UN: Iraqi, Afghan Ministers Seek Support In Political Struggle Ahead
By Robert McMahon
At the last major UN conference reviewing the Beijing action plan on women's rights in 2000, Afghanistan and Iraq were counted among the tragic cases of repressed states. Now, as fledgling democracies, both states have sent large delegations of female officials to the UN conference to gain insight into raising women's status and welfare. Women's affairs ministers from Iraq and Afghanistan told delegates these are times of opportunity for correcting the abuses of the recent past. But they also anticipate struggles ahead.
United Nations, 3 March 2005 (RFE/RL) -- Among the scores of government ministers attending the UN women's rights conference are a former peshmerga soldier from northern Iraq and a pediatrician who served Afghans as an aid worker.
Narmin Barzingy Uthman, an Iraqi Kurd, and Masuda Jalal, a medical doctor who worked for the World Food Program, are their countries' ministers of women's affairs. As representatives of states emerging from oppression, they are on the front lines of key rights issues such as protection from violence and access to health care and education.
Both spoke yesterday at the UN conference reviewing the status of women and emphasized the importance of political participation in promoting and protecting women's rights.
Jalal told the high-level session that Afghan women continue to suffer in high numbers from domestic violence, forced marriage, and other family abuses. She expressed hope in constitutional protections for women.

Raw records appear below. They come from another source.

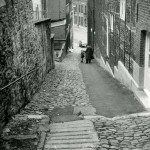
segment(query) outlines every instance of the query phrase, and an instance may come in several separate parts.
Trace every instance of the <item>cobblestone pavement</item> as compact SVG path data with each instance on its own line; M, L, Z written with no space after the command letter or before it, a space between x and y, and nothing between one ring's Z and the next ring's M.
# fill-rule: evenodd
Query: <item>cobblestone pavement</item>
M56 62L56 68L47 75L40 91L22 113L38 114L39 110L50 113L54 107L90 105L77 59L78 54L70 53L63 62Z
M72 53L56 62L31 102L7 124L0 149L41 150L54 108L92 107L78 63L78 54Z
M69 53L63 62L57 62L32 101L6 126L6 150L42 150L50 132L49 115L56 107L92 108L78 56ZM98 117L92 121L99 136L98 150L150 150L150 113L112 119Z
M98 150L150 150L150 113L94 121Z

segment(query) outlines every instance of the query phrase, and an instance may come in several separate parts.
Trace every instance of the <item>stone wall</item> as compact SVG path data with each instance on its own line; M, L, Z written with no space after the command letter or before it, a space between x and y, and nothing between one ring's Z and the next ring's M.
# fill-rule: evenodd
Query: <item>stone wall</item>
M4 2L0 5L0 127L31 100L54 67L50 20L33 23L31 0Z

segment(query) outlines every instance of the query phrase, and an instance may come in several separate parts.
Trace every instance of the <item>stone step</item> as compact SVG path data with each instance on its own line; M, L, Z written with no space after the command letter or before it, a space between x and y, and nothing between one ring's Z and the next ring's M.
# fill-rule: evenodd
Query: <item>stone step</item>
M93 133L93 130L89 130L89 131L76 131L76 132L60 132L60 133L50 133L47 134L48 136L53 136L53 137L59 137L59 136L69 136L69 135L89 135Z
M65 149L57 149L57 150L96 150L96 148L65 148Z
M81 124L60 124L60 125L56 125L56 124L51 124L50 128L68 128L68 127L89 127L89 126L93 126L92 123L81 123Z
M46 144L52 144L52 145L56 145L56 144L81 144L81 143L95 143L95 142L99 142L98 139L66 139L66 140L50 140L47 141Z
M47 140L66 140L66 139L91 139L94 136L97 136L96 133L87 134L87 135L67 135L67 136L53 136L50 135Z
M89 131L94 130L94 127L81 127L81 128L50 128L51 133L59 133L59 132L76 132L76 131Z
M57 144L51 145L46 144L45 149L82 149L82 148L95 148L98 144L97 143L77 143L77 144Z
M65 126L65 125L80 125L80 124L90 124L93 125L93 123L89 120L77 120L77 121L71 121L71 122L63 122L63 123L52 123L51 125L55 126ZM50 126L51 126L50 125Z

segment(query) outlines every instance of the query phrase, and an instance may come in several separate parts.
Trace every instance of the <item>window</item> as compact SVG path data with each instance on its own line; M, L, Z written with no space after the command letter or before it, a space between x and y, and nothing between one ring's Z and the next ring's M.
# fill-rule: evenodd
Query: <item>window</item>
M81 11L81 6L79 5L79 12Z
M85 14L86 14L86 12L87 12L87 7L85 6Z
M74 18L74 23L77 24L77 16Z
M113 31L114 29L114 16L110 14L110 29Z
M80 17L79 17L79 25L80 25Z
M83 26L83 17L81 17L81 25Z
M126 0L120 0L120 18L125 20Z
M77 12L77 5L74 6L74 11Z
M83 13L83 5L81 5L81 13Z

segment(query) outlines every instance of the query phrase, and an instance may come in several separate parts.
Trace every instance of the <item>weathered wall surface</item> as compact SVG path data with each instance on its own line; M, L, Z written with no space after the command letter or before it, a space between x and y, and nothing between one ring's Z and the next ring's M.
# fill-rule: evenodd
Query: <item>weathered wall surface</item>
M55 34L55 39L65 39L66 38L65 28L66 28L65 24L51 28L51 32Z
M52 59L50 20L36 25L32 20L31 0L6 0L0 5L0 88L37 69L0 91L0 127L30 101L53 67L48 64Z
M47 0L47 17L52 20L66 18L66 0Z

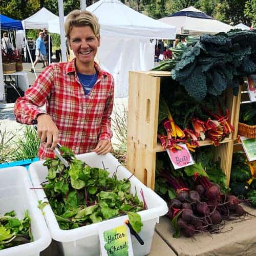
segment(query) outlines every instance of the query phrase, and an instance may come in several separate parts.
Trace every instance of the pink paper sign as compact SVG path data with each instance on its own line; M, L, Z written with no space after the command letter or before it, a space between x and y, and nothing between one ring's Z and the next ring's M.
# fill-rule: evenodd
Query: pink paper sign
M173 152L169 149L166 150L174 168L179 169L194 164L194 162L192 156L186 145L181 144L179 144L179 146L181 148L181 150L176 150Z

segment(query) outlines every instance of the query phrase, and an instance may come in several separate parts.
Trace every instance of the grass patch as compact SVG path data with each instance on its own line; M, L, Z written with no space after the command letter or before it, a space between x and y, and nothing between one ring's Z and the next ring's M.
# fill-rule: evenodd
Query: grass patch
M112 127L118 143L113 143L113 154L123 166L126 165L127 152L127 108L122 105L113 110L114 118L112 118Z

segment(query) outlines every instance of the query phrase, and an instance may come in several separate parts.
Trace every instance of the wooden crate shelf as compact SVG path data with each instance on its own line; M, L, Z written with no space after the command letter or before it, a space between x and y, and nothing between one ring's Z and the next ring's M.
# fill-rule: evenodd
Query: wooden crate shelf
M163 151L157 142L158 111L161 79L170 76L166 71L130 72L128 102L127 166L145 185L154 188L156 156ZM237 127L237 97L227 90L226 104L230 122ZM227 175L228 183L233 150L233 135L216 147L216 157L221 158L221 165ZM201 146L212 145L209 140L200 141Z
M224 139L222 141L220 142L221 144L221 143L226 143L228 142L230 140L230 139L229 138L226 138ZM211 145L212 145L212 142L209 139L205 139L204 140L202 140L202 141L198 141L198 144L199 144L200 146L210 146ZM157 146L153 148L153 150L154 152L163 152L163 151L165 151L165 150L163 148L163 147L162 145L159 144L157 143Z

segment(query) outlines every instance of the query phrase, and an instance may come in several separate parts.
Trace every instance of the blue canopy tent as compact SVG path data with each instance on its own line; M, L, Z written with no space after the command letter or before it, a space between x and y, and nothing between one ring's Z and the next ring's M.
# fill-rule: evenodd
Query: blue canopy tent
M20 20L16 20L3 14L0 14L0 29L23 30L23 26ZM2 101L5 98L5 89L2 69L2 55L0 54L0 101Z
M23 30L23 27L20 20L13 19L3 14L0 14L0 23L2 29Z

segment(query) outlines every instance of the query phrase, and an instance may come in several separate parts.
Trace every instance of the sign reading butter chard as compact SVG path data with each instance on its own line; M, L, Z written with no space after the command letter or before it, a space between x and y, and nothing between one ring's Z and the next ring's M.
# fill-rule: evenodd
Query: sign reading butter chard
M256 160L256 138L249 139L246 137L241 137L240 139L248 161L250 162Z
M130 230L124 224L127 217L122 219L121 222L101 225L99 235L102 256L133 256Z
M181 150L174 150L166 149L172 163L175 169L183 167L192 165L195 164L193 158L191 155L185 144L180 143L177 145Z

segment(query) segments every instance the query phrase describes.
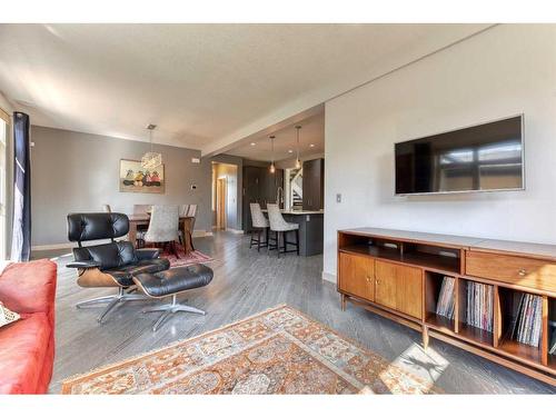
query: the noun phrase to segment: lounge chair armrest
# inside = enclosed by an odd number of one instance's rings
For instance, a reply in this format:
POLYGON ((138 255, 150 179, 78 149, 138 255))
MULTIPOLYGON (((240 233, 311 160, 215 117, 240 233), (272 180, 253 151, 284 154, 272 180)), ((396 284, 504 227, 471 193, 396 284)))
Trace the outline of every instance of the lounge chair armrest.
POLYGON ((151 248, 136 249, 136 256, 138 260, 157 259, 159 255, 160 255, 159 249, 151 249, 151 248))
POLYGON ((78 268, 78 269, 91 269, 99 268, 101 264, 96 260, 75 260, 66 265, 67 268, 78 268))

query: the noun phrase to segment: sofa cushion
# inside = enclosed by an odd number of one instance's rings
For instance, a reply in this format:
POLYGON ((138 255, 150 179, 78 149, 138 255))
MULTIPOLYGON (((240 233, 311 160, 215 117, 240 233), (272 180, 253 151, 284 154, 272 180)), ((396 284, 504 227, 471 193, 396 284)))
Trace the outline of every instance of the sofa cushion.
POLYGON ((0 300, 20 315, 47 312, 53 325, 56 270, 48 259, 9 265, 0 275, 0 300))
POLYGON ((37 390, 51 331, 43 312, 22 315, 0 329, 0 394, 37 390))
POLYGON ((11 311, 8 307, 6 307, 2 301, 0 301, 0 327, 7 326, 13 321, 19 320, 20 316, 11 311))

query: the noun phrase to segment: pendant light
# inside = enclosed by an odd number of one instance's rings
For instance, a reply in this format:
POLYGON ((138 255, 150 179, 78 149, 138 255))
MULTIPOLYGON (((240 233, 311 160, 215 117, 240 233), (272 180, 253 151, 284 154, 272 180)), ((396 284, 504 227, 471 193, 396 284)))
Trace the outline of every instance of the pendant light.
POLYGON ((276 167, 275 167, 275 138, 276 136, 271 136, 270 137, 270 146, 271 146, 271 157, 272 157, 272 162, 270 162, 270 173, 275 173, 276 172, 276 167))
POLYGON ((299 169, 301 168, 301 161, 299 160, 299 130, 301 129, 300 126, 296 126, 297 130, 297 157, 296 157, 296 168, 299 169))
POLYGON ((149 141, 150 141, 150 152, 147 152, 141 158, 141 167, 143 169, 155 169, 162 165, 162 155, 152 151, 152 130, 157 128, 157 125, 147 126, 149 130, 149 141))

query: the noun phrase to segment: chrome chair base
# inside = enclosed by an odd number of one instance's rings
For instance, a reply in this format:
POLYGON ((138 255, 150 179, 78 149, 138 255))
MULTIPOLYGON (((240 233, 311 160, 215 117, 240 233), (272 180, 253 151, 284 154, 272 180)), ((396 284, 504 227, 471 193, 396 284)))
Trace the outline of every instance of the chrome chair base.
POLYGON ((177 302, 176 295, 172 296, 172 302, 165 304, 162 306, 151 307, 142 310, 142 312, 155 312, 155 311, 163 311, 162 315, 158 318, 155 326, 152 326, 152 331, 157 331, 158 328, 173 314, 176 312, 193 312, 197 315, 205 316, 206 312, 199 310, 198 308, 186 306, 183 304, 177 302))
POLYGON ((76 305, 77 308, 85 308, 88 306, 96 306, 97 304, 101 302, 108 302, 108 306, 102 310, 100 316, 97 318, 97 321, 102 324, 102 320, 105 317, 112 311, 117 306, 126 302, 126 301, 137 301, 137 300, 149 300, 151 299, 150 297, 147 297, 146 295, 142 294, 132 294, 136 290, 136 288, 131 288, 126 292, 123 288, 118 289, 118 294, 113 296, 105 296, 105 297, 97 297, 92 298, 90 300, 81 301, 76 305))

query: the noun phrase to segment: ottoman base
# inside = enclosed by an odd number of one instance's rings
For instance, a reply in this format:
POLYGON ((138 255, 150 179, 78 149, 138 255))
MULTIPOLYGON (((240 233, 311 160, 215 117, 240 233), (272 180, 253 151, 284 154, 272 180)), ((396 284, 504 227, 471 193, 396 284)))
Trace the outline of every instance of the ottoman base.
POLYGON ((152 331, 157 331, 160 326, 172 315, 176 312, 193 312, 197 315, 202 315, 205 316, 203 310, 199 310, 198 308, 191 307, 191 306, 186 306, 183 304, 177 302, 176 295, 172 296, 172 302, 170 304, 165 304, 162 306, 157 306, 157 307, 151 307, 151 308, 146 308, 142 310, 142 312, 157 312, 157 311, 165 311, 155 322, 155 326, 152 326, 152 331))

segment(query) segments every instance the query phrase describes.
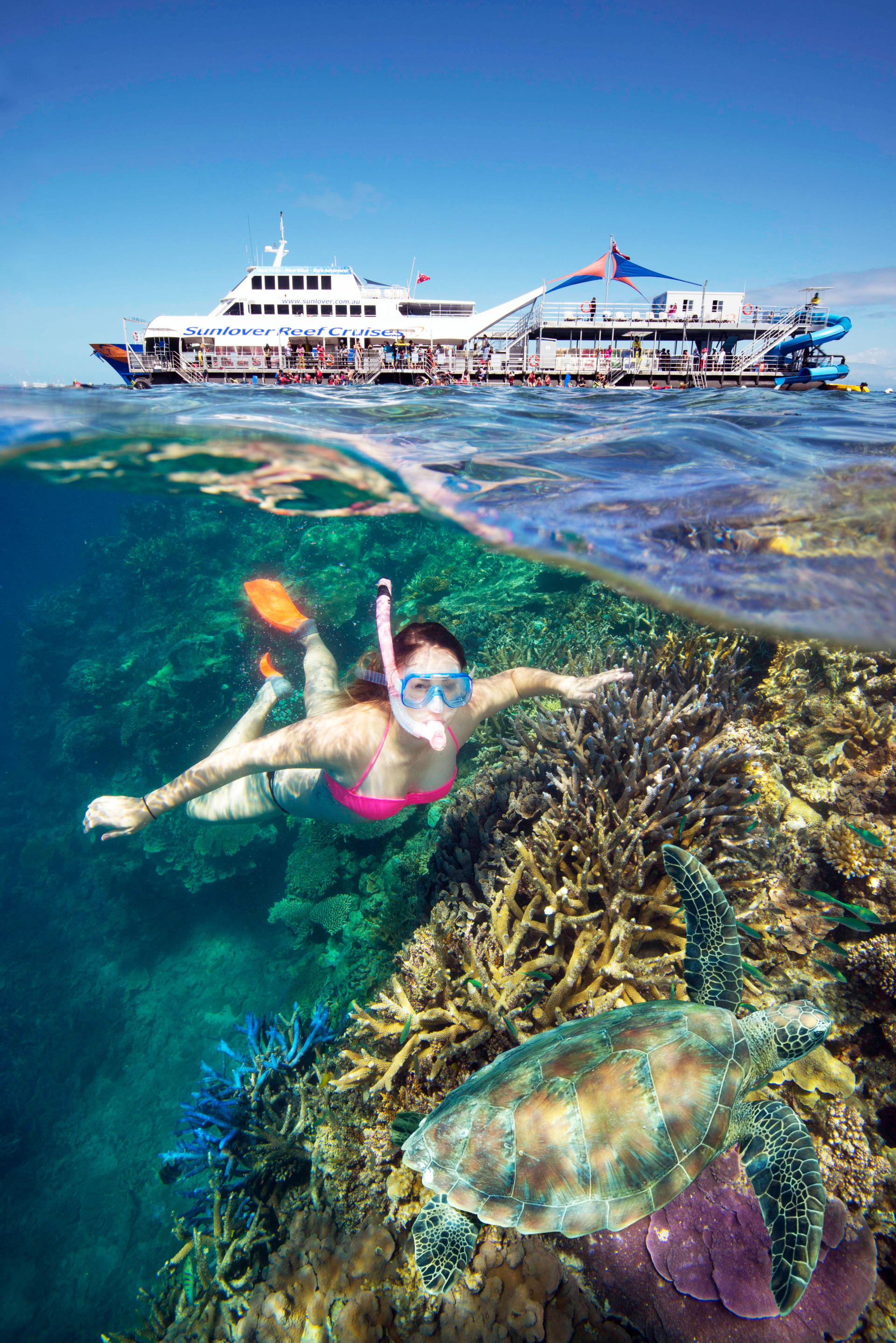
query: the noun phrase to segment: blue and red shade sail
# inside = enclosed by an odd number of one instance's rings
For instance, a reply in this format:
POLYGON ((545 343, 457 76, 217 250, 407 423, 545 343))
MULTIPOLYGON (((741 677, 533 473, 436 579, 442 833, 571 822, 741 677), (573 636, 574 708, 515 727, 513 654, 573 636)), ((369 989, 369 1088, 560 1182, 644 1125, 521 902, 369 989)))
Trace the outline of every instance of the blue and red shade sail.
POLYGON ((678 279, 677 275, 664 275, 658 270, 647 270, 646 266, 638 266, 637 262, 626 257, 625 252, 621 252, 617 244, 613 243, 610 251, 604 252, 603 257, 598 257, 590 266, 574 270, 571 275, 560 277, 548 293, 552 294, 555 290, 566 289, 568 285, 586 285, 594 279, 617 279, 621 285, 629 285, 637 294, 641 294, 641 290, 633 282, 633 277, 641 278, 645 275, 653 277, 653 279, 672 279, 676 285, 695 285, 697 289, 700 287, 695 279, 678 279))

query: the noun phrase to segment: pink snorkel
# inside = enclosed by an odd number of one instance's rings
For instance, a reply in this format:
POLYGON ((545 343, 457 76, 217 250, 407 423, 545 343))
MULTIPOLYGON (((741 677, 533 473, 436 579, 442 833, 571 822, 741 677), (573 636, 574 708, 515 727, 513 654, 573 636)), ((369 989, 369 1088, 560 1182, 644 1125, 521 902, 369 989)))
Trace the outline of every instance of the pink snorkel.
POLYGON ((439 723, 438 719, 430 719, 429 723, 415 723, 402 704, 402 678, 395 666, 395 649, 392 647, 392 584, 388 579, 380 579, 376 584, 376 635, 380 641, 386 688, 395 721, 412 737, 426 737, 434 751, 445 751, 447 741, 445 724, 439 723))

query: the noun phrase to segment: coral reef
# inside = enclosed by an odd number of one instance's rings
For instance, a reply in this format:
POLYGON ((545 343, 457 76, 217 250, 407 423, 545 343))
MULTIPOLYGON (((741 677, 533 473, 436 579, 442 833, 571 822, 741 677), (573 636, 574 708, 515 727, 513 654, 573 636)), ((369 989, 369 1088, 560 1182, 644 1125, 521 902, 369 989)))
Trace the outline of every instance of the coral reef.
POLYGON ((848 1228, 830 1199, 818 1266, 798 1305, 778 1316, 768 1233, 736 1151, 623 1232, 579 1242, 599 1299, 657 1343, 823 1343, 852 1335, 875 1287, 875 1238, 848 1228))
POLYGON ((825 1187, 850 1207, 866 1211, 879 1197, 877 1185, 892 1176, 892 1167, 872 1154, 860 1109, 845 1100, 832 1101, 817 1147, 825 1187))
POLYGON ((849 968, 870 988, 896 998, 896 933, 879 933, 849 948, 849 968))
POLYGON ((707 661, 670 638, 594 708, 517 717, 512 755, 445 814, 442 900, 391 991, 353 1006, 361 1048, 337 1089, 392 1091, 411 1062, 434 1084, 570 1017, 669 997, 684 924, 661 845, 717 857, 732 894, 755 881, 737 851, 748 755, 723 727, 746 658, 731 641, 707 661))

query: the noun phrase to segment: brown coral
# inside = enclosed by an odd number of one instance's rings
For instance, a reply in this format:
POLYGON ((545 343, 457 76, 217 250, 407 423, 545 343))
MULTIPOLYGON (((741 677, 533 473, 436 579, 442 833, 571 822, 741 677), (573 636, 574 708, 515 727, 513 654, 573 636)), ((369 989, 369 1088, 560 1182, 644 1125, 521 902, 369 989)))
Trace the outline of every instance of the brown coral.
MULTIPOLYGON (((296 1214, 234 1338, 240 1343, 493 1343, 599 1339, 603 1316, 540 1238, 489 1228, 463 1280, 426 1297, 392 1233, 355 1236, 326 1213, 296 1214)), ((607 1335, 611 1338, 613 1335, 607 1335)), ((617 1335, 625 1336, 625 1335, 617 1335)))
POLYGON ((896 998, 896 933, 880 933, 849 948, 849 968, 881 994, 896 998))
POLYGON ((861 1113, 845 1100, 827 1107, 818 1164, 827 1193, 858 1211, 875 1203, 876 1186, 891 1175, 889 1162, 872 1155, 861 1113))

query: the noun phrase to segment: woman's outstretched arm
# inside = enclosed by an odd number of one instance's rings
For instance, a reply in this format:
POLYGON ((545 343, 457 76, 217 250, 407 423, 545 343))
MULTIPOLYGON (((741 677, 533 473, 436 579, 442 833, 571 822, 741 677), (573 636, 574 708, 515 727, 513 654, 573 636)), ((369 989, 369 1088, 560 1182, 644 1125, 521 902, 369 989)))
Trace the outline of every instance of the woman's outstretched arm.
POLYGON ((536 694, 559 694, 574 704, 588 704, 602 685, 630 680, 631 672, 623 672, 622 667, 598 672, 596 676, 560 676, 557 672, 544 672, 541 667, 509 667, 497 676, 473 682, 473 698, 467 709, 472 719, 470 732, 484 719, 536 694))
POLYGON ((337 737, 333 725, 322 727, 320 719, 304 719, 255 741, 224 747, 142 798, 94 798, 85 813, 85 833, 110 827, 102 835, 103 839, 136 834, 165 811, 173 811, 191 798, 199 798, 250 774, 302 767, 332 768, 330 755, 337 737))

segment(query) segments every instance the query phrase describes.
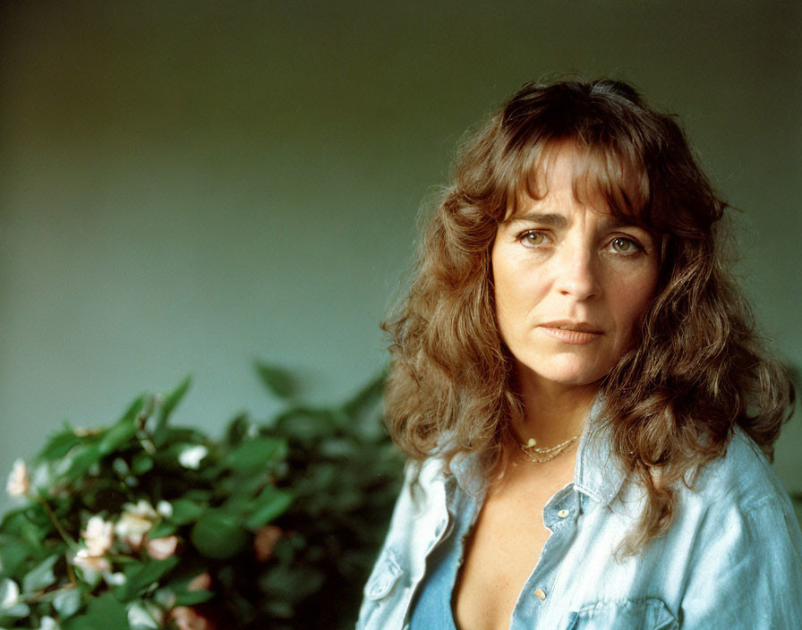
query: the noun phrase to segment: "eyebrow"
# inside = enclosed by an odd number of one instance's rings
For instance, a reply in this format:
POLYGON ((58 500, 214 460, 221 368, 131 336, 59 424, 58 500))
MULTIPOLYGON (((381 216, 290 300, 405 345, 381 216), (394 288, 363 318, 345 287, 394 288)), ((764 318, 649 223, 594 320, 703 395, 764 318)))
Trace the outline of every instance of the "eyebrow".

But in a panel discussion later, she suggested it could be another 15 years before women could realistically seek equality in political life due to factors like low literacy rates.
"Women are suffering from illiteracy. How they can come forward and be engaged in [the] political area with quality? We want that many seats [20 percent required by law] in the parliament, for instance, [in which] women with quality come and have an active part in the parliamentary affairs. We don't want to just have a symbolic representation," Jalal said.
In Iraq, where literacy rates are far higher, women stand a better chance of significant representation in political office. In the 30 January voting for the National Assembly, women won more than 30 percent of the seats.
But Minister Uthman in her speech warned that religious extremism could undermine women's rights. Other members of the Iraqi delegation expressed similar concerns.
A newly elected member of the Iraqi National Assembly, Wijdan Salim, told RFE/RL of worries that politicians from Islamic parties were intent on curtailing women's rights.
"We have a very critical time now because we are coming to write the constitution and Iraqi women have already had so many rights and we are afraid we lose [these rights] in the new constitution," Salim said.
Iraq's deputy human rights minister, Aida Ussayran, told RFE/RL that Iraqi women are determined to use the opportunity of the country's political transition to reach positions of authority. "We must be decision makers, we must be ministers, we must be in parties, we must be teachers, engineers," she said. "We had enough [trouble]. Saddam [Hussein] gave us enough, and we are not ready to take some more from them."
Uthman, the women's affairs minister, told a panel discussion on political participation that Iraqi women are increasingly aware they need to assume a role as political party leaders if they seek to hold higher office.
"It's very useful to [have] women work with the politics. It's not only working with the social [issues]. It's very necessary if she wants to be a decision maker," Uthman said.
U.S.-funded organizations such as the International Republican Institute and National Democratic Institute have been active in Iraq and Afghanistan in helping to raise the political participation of women.
An expert on Eurasia with the International Republican Institute, Stephen Nix, told a panel at the UN that his group has sought to train women to be more competitive in politics.
"People are not going to be attuned to women's issues, let's face it, unless they feel that the women who are promoting these issues are politically competitive. So it's all about training, education, how to be competitive, how to be a factor in politics," Nix said.
Political blocs led by Shi'ite Muslims and Kurds were the most successful in the January elections and are seeking to engage Sunni Muslim groups in forming a government. Negotiations on Iraq's constitution will not begin until that process is finished.
In Afghanistan, parliamentary elections originally set for this spring are expected to be postponed to give the government more time to prepare.